Super-fast, efficiently stored Trie for Python

Project description

datrie

Super-fast, efficiently stored Trie for Python (2.x and 3.x). Uses libdatrie.

Installation

pip install datrie

Usage

Create a new trie capable of storing lower-case ascii letters:

>>> import string
>>> import datrie
>>> trie = datrie.new(string.ascii_lowercase)

trie variable is a dict-like object that can have unicode keys of certain ranges and integer values.

In addition to implementing the mapping interface, tries facilitate finding the items for a given prefix, and vice versa, finding the items whose keys are prefixes of a given string. As a common special case, finding the longest-prefix item is also supported.

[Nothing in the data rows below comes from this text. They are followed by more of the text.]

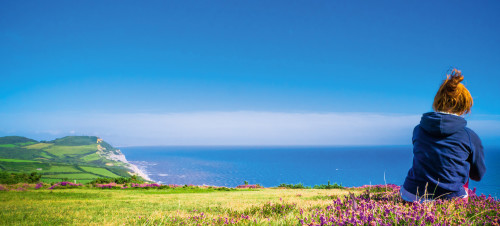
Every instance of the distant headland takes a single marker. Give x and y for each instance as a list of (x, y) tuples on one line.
[(70, 158)]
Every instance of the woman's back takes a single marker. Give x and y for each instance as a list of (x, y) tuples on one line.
[(445, 152)]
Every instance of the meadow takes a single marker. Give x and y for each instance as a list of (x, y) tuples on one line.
[(150, 204)]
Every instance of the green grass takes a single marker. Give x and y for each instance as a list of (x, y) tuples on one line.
[(138, 207), (100, 171), (23, 166), (38, 146), (62, 151), (51, 180), (91, 157), (16, 160), (63, 169), (71, 176)]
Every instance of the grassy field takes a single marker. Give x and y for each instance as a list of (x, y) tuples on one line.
[(39, 146), (16, 160), (61, 169), (99, 171), (71, 150), (375, 205), (118, 207)]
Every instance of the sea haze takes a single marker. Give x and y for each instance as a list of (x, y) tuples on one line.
[(271, 166)]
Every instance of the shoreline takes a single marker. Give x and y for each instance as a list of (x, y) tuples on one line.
[(139, 172)]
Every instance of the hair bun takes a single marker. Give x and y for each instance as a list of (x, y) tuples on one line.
[(454, 78)]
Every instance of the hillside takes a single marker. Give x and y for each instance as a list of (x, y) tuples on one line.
[(80, 158)]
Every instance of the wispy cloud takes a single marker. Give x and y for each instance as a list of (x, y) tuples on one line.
[(232, 128)]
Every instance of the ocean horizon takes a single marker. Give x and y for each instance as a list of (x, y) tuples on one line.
[(270, 166)]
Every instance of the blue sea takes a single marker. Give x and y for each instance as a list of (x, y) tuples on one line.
[(271, 166)]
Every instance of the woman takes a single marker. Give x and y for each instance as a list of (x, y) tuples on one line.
[(445, 152)]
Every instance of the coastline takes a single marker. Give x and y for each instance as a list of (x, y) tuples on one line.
[(137, 171)]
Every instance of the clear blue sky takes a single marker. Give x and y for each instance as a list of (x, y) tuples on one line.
[(63, 58)]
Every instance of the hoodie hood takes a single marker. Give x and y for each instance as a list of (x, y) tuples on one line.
[(440, 124)]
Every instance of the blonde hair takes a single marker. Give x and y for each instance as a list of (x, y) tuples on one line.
[(452, 96)]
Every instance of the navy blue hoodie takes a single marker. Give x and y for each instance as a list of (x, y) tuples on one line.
[(445, 155)]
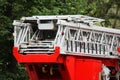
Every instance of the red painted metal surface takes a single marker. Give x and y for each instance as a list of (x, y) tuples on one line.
[(34, 58)]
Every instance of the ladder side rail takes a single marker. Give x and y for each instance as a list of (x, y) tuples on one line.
[(24, 34), (84, 26)]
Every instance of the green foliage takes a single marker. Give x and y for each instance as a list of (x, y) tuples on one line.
[(15, 9)]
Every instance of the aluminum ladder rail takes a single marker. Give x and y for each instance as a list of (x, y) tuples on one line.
[(88, 40)]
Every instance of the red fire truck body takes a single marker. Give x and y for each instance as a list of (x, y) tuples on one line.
[(67, 47)]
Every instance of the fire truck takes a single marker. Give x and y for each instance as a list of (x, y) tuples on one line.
[(67, 47)]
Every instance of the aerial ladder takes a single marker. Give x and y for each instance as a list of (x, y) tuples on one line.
[(67, 47)]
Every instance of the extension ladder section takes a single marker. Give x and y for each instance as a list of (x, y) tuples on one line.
[(72, 45)]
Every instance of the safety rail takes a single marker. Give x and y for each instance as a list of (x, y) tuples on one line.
[(73, 33), (83, 39)]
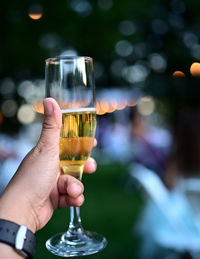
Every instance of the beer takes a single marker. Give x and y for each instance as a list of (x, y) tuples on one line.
[(76, 139)]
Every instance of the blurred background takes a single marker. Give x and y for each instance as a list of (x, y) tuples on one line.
[(144, 196)]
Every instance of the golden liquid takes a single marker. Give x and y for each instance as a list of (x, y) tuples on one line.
[(76, 139)]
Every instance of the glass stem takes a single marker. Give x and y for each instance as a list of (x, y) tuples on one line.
[(75, 225)]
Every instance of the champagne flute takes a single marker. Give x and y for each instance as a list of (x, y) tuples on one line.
[(70, 81)]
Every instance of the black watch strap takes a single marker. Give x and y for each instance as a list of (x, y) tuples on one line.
[(19, 237)]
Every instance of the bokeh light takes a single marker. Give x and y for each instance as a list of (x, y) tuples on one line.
[(195, 69), (25, 114), (35, 11), (146, 105), (9, 108), (178, 74)]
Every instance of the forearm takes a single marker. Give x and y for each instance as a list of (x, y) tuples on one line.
[(8, 252)]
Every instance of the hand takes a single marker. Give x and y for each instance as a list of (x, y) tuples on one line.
[(38, 188)]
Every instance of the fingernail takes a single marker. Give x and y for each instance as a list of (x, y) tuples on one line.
[(48, 108), (75, 189), (94, 164), (79, 189)]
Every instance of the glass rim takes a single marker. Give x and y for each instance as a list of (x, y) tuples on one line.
[(70, 58)]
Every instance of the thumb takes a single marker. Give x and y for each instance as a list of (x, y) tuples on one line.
[(51, 125)]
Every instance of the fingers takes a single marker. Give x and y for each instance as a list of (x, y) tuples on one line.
[(66, 201), (90, 166), (95, 142), (51, 126)]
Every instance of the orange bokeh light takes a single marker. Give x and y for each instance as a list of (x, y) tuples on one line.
[(195, 69), (178, 74), (35, 16)]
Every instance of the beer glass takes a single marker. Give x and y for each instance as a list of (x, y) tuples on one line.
[(70, 81)]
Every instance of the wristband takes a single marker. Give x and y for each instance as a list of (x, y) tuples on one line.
[(19, 237)]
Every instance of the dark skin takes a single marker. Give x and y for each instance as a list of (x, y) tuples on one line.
[(38, 187)]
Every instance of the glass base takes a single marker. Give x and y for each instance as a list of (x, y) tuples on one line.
[(85, 243)]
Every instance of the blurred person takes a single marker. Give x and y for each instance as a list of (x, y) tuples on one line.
[(185, 153), (150, 145), (38, 187)]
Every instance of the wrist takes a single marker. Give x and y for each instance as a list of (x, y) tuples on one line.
[(16, 210)]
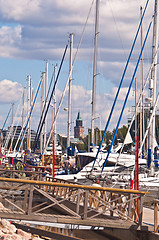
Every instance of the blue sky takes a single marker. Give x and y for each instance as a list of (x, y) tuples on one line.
[(33, 31)]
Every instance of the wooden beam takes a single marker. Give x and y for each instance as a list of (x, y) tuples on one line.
[(72, 186)]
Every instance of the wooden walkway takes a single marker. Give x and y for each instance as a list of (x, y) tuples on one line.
[(40, 198)]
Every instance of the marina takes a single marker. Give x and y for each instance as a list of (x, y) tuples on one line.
[(103, 185)]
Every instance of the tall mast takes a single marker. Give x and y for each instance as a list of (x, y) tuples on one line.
[(29, 106), (141, 87), (46, 86), (54, 98), (42, 105), (153, 79), (94, 71), (69, 94), (23, 113)]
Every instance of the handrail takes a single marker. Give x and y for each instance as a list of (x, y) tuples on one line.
[(86, 187), (156, 227)]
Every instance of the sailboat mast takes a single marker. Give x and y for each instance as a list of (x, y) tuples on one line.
[(54, 98), (153, 80), (29, 106), (42, 105), (94, 70), (46, 88), (141, 86), (69, 93)]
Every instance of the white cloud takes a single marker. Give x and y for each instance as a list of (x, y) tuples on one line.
[(10, 91)]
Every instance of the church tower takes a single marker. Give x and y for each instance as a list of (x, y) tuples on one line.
[(79, 129)]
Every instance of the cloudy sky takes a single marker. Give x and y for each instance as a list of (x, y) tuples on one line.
[(32, 31)]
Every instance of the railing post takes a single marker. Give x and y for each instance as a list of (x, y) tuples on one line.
[(25, 199), (78, 201), (155, 216), (140, 204), (85, 204), (111, 197)]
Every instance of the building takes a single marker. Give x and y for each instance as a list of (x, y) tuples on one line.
[(79, 129)]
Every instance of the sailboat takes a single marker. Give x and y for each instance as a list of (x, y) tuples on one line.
[(103, 160)]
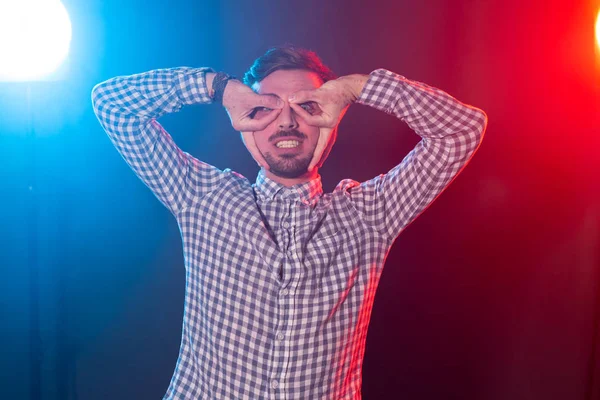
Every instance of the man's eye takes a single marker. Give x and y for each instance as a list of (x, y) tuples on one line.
[(309, 107), (260, 112)]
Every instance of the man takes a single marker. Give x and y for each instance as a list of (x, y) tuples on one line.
[(280, 276)]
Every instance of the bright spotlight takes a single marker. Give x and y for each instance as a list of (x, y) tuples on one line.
[(34, 38)]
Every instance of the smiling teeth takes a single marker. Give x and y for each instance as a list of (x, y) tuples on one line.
[(287, 144)]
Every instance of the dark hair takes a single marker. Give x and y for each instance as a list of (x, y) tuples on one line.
[(286, 58)]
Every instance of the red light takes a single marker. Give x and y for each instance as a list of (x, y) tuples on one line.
[(598, 30)]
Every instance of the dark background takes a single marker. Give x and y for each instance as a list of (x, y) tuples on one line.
[(491, 294)]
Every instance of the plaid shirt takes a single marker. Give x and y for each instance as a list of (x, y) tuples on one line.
[(281, 280)]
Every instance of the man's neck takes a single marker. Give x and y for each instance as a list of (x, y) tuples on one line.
[(289, 182)]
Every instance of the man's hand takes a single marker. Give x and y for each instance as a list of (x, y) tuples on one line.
[(240, 102), (333, 99)]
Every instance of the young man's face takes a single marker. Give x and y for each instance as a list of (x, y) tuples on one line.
[(288, 143)]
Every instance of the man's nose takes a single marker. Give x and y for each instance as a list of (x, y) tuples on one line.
[(287, 118)]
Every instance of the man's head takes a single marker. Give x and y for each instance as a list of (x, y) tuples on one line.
[(288, 143)]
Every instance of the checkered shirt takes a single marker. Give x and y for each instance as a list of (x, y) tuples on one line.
[(280, 281)]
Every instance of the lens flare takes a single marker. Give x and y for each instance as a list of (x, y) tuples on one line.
[(35, 36)]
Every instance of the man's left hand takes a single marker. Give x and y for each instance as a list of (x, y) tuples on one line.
[(333, 99)]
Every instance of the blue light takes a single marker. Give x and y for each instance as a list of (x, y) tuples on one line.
[(34, 38)]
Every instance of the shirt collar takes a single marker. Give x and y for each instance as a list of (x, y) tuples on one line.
[(306, 192)]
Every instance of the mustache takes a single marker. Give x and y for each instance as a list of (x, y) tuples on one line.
[(292, 132)]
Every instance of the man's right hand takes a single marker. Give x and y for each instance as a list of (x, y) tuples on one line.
[(240, 102)]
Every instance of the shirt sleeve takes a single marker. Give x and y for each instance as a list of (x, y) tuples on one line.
[(127, 108), (451, 133)]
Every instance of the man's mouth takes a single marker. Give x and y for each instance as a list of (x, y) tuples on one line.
[(287, 144)]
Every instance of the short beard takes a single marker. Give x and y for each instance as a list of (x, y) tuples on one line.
[(288, 167)]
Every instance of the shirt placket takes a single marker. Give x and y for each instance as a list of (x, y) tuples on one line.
[(283, 351)]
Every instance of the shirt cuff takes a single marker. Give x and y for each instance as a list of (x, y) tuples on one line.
[(383, 90)]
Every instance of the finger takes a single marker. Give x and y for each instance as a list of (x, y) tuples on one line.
[(269, 101), (248, 124), (324, 135), (314, 120), (302, 96), (248, 139)]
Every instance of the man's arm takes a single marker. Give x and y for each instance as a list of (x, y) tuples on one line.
[(451, 133), (128, 106)]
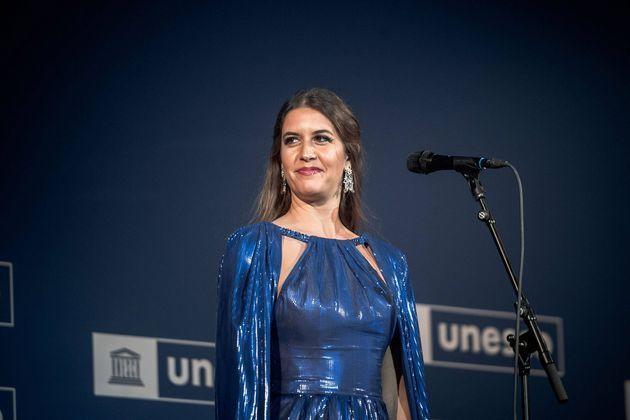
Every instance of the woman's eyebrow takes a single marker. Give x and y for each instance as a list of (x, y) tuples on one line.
[(292, 133), (323, 131)]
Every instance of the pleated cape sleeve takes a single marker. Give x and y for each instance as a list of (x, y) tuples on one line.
[(393, 264), (246, 285), (247, 282)]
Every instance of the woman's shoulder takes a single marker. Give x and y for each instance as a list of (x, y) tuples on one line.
[(384, 246), (245, 234)]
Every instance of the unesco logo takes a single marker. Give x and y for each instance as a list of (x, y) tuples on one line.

Add some values to it (datrie keys must be unicode; the examples are for Python 2.x):

>>> trie[u'foo'] = 5
>>> trie[u'foobar'] = 10
>>> trie[u'bar'] = 20

Check if u’foo’ is in trie:

>>> u'foo' in trie
True

Get a value:

>>> trie[u'foo']
5

Save a trie to disk:

>>> trie.save('my.trie')

Load a trie:

>>> trie2 = datrie.load('my.trie')

Find all prefixes of a word:

>>> trie.prefixes(u'foobarbaz')
[u'foo', u'foobar']

>>> trie.prefix_items(u'foobarbaz')
[(u'foo', 5), (u'foobar', 10)]

>>> trie.iter_prefixes(u'foobarbaz')
<generator object ...>

>>> trie.iter_prefix_items(u'foobarbaz')
<generator object ...>

Find the longest prefix of a word:

>>> trie.longest_prefix(u'foo')
u'foo'

>>> trie.longest_prefix(u'foobarbaz')
u'foobar'

>>> trie.longest_prefix(u'gaz')
KeyError: u'gaz'

>>> trie.longest_prefix(u'gaz', default=u'vasia')
u'vasia'

>>> trie.longest_prefix_item(u'foobarbaz')
(u'foobar', 10)

Check if the trie has keys with a given prefix:

>>> trie.has_keys_with_prefix(u'fo')
True

>>> trie.has_keys_with_prefix(u'FO')
False

Get all items with a given prefix from a trie:

>>> trie.keys(u'fo')
[u'foo', u'foobar']

>>> trie.items(u'ba')
[(u'bar', 20)]

>>> trie.values(u'foob')
[10]

Performance

Performance is measured against Python’s dict with 100k unique unicode words (English and Russian) as keys and ‘1’ numbers as values.

datrie.Trie uses about 4.6M memory for 100k words; Python’s dict uses about 22M for this according to my unscientific tests.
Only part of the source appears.